A recent study by Bioversity International, supported by the CGIAR Research Program on Climate Change, Agriculture and Food Security, concluded that maize and rice, for example, receive far more research than is warranted by the nutrition they offer. Other crops, including broad beans, chickpeas, lentils, sweet potato and even wheat, would offer greater gains. This is particularly important in light of the IPCC report’s stress on “multiple co-benefits”; that is, reducing competition for land while mitigating climate change and improving food and nutrition sustainability.

Research at Bioversity International also anticipated the report’s conclusion that “[g]lobal warming has led to shifts of climate zones in many world regions”. Climate analogues is a tool developed with Bioversity scientists that allows farmers and others to plan for the future by seeing where on Earth today experiences the kind of climate that they may have in the future, and from which they could learn. This could help food systems to ensure that, as they diversify in line with the IPCC’s suggestions, they do not tie themselves to crops and practices that may fail to deliver as conditions change.
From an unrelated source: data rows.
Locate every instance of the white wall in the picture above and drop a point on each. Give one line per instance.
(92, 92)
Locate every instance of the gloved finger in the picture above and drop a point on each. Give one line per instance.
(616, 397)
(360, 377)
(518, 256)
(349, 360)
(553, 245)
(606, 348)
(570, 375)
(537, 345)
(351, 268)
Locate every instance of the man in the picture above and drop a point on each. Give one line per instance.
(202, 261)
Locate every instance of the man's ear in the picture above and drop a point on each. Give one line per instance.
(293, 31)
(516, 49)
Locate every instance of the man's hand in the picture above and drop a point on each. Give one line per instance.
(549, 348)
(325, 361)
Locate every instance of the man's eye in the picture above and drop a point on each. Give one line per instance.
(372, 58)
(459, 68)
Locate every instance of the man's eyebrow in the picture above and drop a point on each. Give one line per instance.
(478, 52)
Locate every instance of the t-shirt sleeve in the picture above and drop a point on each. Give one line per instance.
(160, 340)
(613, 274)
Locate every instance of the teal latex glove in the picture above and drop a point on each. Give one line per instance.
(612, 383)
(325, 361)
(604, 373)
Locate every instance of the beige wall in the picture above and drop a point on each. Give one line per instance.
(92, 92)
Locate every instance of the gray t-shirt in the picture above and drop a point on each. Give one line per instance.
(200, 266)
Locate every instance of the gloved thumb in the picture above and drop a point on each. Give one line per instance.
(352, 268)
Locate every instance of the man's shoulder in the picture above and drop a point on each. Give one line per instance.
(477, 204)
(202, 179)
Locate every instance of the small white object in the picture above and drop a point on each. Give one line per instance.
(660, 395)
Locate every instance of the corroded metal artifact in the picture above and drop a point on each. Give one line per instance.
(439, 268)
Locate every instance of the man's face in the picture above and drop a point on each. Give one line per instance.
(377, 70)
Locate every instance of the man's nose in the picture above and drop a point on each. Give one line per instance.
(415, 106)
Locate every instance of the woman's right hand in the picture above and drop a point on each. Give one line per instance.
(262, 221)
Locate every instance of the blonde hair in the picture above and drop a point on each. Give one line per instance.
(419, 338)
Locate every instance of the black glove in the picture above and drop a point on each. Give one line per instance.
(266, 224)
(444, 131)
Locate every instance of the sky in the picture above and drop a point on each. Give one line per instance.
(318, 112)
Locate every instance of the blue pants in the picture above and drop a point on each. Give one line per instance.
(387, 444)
Climate Change and Land strengthens the conclusions of the recent report of the Intergovernmental Science-Policy Platform on Biodiversity and Ecosystem Services (IPBES) about the importance of biodiversity in agriculture. The IPCC report makes clear that although some changes in land use would deliver immediate benefits, others will require at least a few years to make a dent in the climate crisis. In its measured way, it makes plain that the time to act is now. Biodiversity, as an integral part of agriculture, is an essential resource for all the actions the report calls for.